3. J. Y. Ying, C. P. Mehnert and M. S. Wong, "Synthesis and Applications of Supramolecular-Templated Mesoporous Materials," Angew. Chem. 111, 58-82 (1999); Angew. Chem. Int. Ed. 38, 56-77 (1999). Review Article. DOI: 10.1002/(SICI)1521-3773(19990115)38:1/2<56::AID-ANIE56>3.0.CO;2-E
Abstract:
The unique structure of MCM-41 silicates (shown in the picture) has provided for extremely attractive properties - uniform pore sizes greater than 20 Å, surface areas exceeding 1000 m2 g-1, and long-range ordering of the pores. Recent research in supramolecular-templated mesoporous materials has led to a wide range of compositions, to uses in a variety of catalytic reactions, and to a better control of bulk morphologies.

2. M. S. Wong and J. Y. Ying, "Amphiphilic Templating of Mesostructured Zirconium Oxide," Chem. Mater. 10, 2067-2077 (1998). DOI: 10.1021/cm970525z
Abstract:
The synthesis of zirconium oxide with a mesostructured framework (Zr-TMS) has been achieved through the use of amphiphilic compounds with a variety of headgroups (anionic and nonionic) and tail group chain lengths (1−18 carbons). Anionic surfactants with phosphate, carboxylate, sulfate, and sulfonate headgroups led to disordered hexagonal and/or layered phases. Mesoporous zirconia with high surface areas could be obtained through calcination of materials templated with phosphate amphiphiles; the phosphate headgroups remained on the pore walls and appeared necessary for thermal stability. Nonionic amine amphiphiles have been found to lead to less ordered zirconia mesostructures, due to the weak interaction with the zirconium n-propoxide precursor. The chain-length-independent templating ability of the amphiphiles and ex situ 31P MAS NMR of dodecyl phosphate (before and after incorporation into Zr-TMS) supported a method of formation involving covalent-bond interactions between the headgroup and the inorganic precursor.

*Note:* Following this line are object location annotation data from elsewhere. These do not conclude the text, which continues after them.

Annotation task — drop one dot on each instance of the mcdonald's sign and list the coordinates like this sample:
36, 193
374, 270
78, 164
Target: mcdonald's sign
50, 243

1. M. S. Wong, D. M. Antonelli and J. Y. Ying, "Synthesis and Characterization of Phosphated Mesoporous Zirconium Oxide," Nanostr. Mater. 9, 165-168 (1997). DOI: 10.1016/S0965-9773(97)00044-5
Abstract:
The synthesis of zirconium oxide mesoporous molecular sieves (Zr-TMS1) comprising of hexagonally-packed cylindrical pores was investigated. Sol-gel processing of zirconium n-propoxide ligated with dodecylphosphate surfactants was found to produce a mesostructure similar to MCM-41. Surfactant removal without concomitant pore collapse can be accomplished, yielding mesoporous materials with specific surface areas as high as 560 m2/g. Zr-TMS1 has been found stable to at least 800 °C, retaining surface areas greater than 200 m2/g. Longer-chained alkylphosphates led to larger pore diameters and surface areas. Lewis and Brønsted acidity were found in Zr-TMS1, probably associated with the presence of surface phosphate groups. The extremely high surface area, pore size control, high thermal stability, and surface acidity make this transition metal mesoporous molecular sieve an attractive solid acid catalyst and catalyst support material.